The second time they pulled up in the curve of the road with three deputies and a county officer. The old man watched them from his window darting and skulking among the bushes, slipping from tree to tree like boys playing Indians. After a while when everyone was set the Sheriff called from his place under the bank of the road.

Come out with your hands up, Ownby. We got you surrounded.

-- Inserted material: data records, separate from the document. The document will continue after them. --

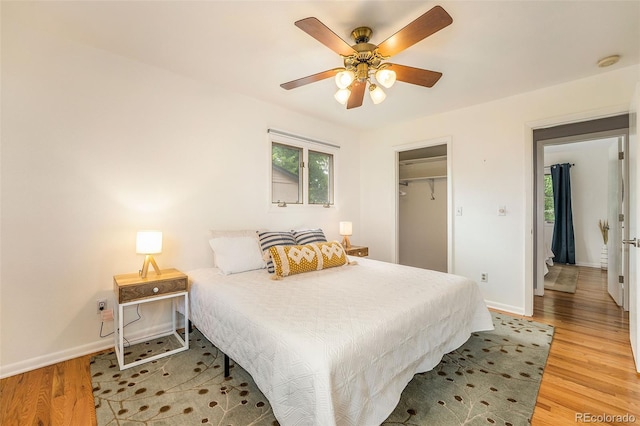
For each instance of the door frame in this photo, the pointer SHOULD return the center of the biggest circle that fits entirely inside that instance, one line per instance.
(397, 149)
(531, 161)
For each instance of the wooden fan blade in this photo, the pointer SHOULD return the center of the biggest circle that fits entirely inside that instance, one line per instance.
(432, 21)
(324, 35)
(357, 94)
(413, 75)
(311, 78)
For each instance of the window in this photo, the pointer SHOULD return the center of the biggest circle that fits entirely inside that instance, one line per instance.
(549, 209)
(301, 172)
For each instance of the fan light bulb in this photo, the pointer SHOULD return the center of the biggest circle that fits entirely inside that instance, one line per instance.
(386, 77)
(376, 93)
(342, 95)
(344, 79)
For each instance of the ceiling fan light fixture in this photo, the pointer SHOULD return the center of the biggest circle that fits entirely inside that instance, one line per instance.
(386, 77)
(344, 78)
(377, 94)
(342, 95)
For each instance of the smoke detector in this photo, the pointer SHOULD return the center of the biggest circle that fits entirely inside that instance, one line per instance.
(608, 61)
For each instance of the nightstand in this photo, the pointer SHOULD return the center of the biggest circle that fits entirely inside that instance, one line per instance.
(132, 289)
(360, 251)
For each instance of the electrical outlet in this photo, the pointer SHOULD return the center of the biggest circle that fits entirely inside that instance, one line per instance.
(101, 305)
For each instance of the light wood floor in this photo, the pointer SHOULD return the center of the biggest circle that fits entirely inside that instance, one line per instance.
(590, 368)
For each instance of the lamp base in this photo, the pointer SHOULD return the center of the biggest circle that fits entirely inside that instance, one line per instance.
(145, 266)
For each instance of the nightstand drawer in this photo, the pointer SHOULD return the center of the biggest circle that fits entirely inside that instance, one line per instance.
(141, 291)
(359, 251)
(130, 287)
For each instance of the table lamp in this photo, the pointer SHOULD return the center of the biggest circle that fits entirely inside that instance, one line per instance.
(149, 243)
(346, 230)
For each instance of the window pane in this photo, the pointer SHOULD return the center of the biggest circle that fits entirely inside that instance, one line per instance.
(286, 179)
(320, 178)
(549, 212)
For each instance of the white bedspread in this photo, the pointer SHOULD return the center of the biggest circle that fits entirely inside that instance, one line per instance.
(337, 346)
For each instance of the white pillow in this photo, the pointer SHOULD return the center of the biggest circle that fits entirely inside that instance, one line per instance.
(237, 254)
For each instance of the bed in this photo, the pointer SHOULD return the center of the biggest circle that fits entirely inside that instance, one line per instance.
(336, 346)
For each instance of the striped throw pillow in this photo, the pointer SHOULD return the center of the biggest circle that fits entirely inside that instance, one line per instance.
(308, 236)
(269, 239)
(291, 260)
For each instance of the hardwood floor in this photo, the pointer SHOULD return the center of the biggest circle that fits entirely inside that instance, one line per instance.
(590, 368)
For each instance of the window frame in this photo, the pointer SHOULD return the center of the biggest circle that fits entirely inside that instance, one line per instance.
(306, 145)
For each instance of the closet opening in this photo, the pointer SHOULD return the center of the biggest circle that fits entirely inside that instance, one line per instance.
(423, 207)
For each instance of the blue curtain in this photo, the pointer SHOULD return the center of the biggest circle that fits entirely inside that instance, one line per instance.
(563, 244)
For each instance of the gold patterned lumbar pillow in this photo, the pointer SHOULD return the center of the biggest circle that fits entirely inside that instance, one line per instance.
(290, 260)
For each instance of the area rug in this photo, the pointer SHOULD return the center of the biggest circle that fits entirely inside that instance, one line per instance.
(492, 379)
(561, 278)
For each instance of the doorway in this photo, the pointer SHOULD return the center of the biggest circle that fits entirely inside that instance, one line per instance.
(597, 195)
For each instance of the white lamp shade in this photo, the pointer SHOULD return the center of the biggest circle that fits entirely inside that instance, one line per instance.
(346, 228)
(149, 242)
(342, 95)
(344, 79)
(386, 77)
(377, 94)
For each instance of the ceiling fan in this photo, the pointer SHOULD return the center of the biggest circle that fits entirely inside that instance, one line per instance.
(364, 60)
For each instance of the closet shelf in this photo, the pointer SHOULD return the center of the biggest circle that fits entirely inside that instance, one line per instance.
(422, 178)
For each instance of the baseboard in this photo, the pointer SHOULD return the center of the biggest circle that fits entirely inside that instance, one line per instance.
(517, 310)
(589, 265)
(82, 350)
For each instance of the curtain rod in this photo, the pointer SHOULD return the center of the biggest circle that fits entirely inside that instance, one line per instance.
(303, 138)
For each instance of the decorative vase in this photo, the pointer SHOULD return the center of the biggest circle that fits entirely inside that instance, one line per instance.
(604, 257)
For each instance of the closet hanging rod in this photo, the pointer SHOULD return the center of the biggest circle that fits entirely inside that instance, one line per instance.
(571, 164)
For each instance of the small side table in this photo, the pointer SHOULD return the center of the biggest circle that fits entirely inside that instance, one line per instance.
(360, 251)
(131, 289)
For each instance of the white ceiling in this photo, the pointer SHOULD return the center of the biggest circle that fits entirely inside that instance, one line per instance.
(492, 50)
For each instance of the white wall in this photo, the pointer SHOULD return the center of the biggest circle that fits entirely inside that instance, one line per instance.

The old man never even turned his head. He was in the kitchen with the shotgun propped over the back of the chair and he was watching one of the deputies hunkered up under a lilac bush in the west corner of the lot. The old man kept watching him and then the Sheriff called out again for him to surrender and somebody shot out a window-glass in the front room so he didn’t wait any more but pulled the stock in against his cheek and cut down on the deputy. The man came up out of the bushes like a rabbit and hopped away toward the road with a curious loping gait, holding the side of his leg. He’d expected the man to yell and he didn’t, but then the old man remembered that he hadn’t yelled either.